Quando si parla di fuga dei cervelli si pensa a chi lascia l’Italia per trasferirsi all’estero. Ma da secoli ci si sposta anche all’interno dei confini nazionali. A pagare il dazio è soprattutto il sud Italia, che anno dopo anno vede partire – o non sa trattenere – molti dei suoi talenti migliori. Secondo l’ultimo rapporto AlmaLaurea, se al nord il 98% dei diciannovenni che fa l’università non si allontana da casa, al centro la quota passa al 92%, mentre al sud crolla all’81%.

Per arginare questa emorragia, per Gianfranco Viesti, economista dell’Università di Bari ed esperto di questione meridionale, servono “maggiore sviluppo economico, e quindi possibilità di impiego, sul fronte del lavoro, mentre sul fronte dell’università sarebbe utile avere alcune punte di eccellenza del sistema universitario, che però non nascono dal nulla, c’è bisogno di investire”

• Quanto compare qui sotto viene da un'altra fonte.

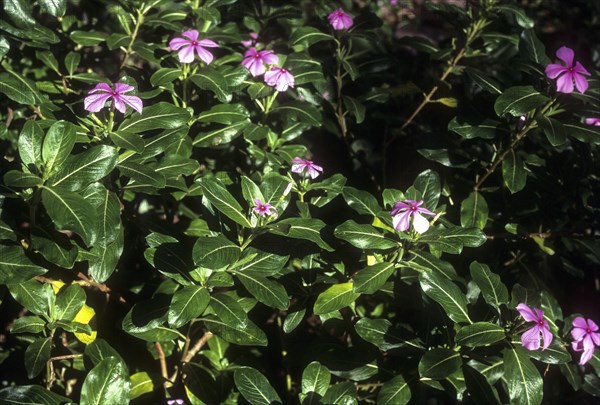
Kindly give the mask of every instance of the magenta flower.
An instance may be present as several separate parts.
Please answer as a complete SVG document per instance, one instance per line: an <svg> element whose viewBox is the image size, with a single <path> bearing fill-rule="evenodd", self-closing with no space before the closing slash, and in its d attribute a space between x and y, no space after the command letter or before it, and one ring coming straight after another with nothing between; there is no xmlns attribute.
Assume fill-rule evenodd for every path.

Il professor Viesti ha partecipato lo scorso 28 maggio alla presentazione, all’Università di Milano Bicocca, delle indagini AlmaLaurea sul Profilo e sulla Condizione occupazionale dei laureati. “AlmaLaurea ci dà tante informazioni, anche con i giudizi degli universitari sui singoli atenei, che andrebbero usate molto di più”. Ma il cuore del suo intervento ha riguardato i finanziamenti alle università. “L’Italia ha tagliato complessivamente le risorse, ma lo ha fatto in maniera fortemente asimmetrica”.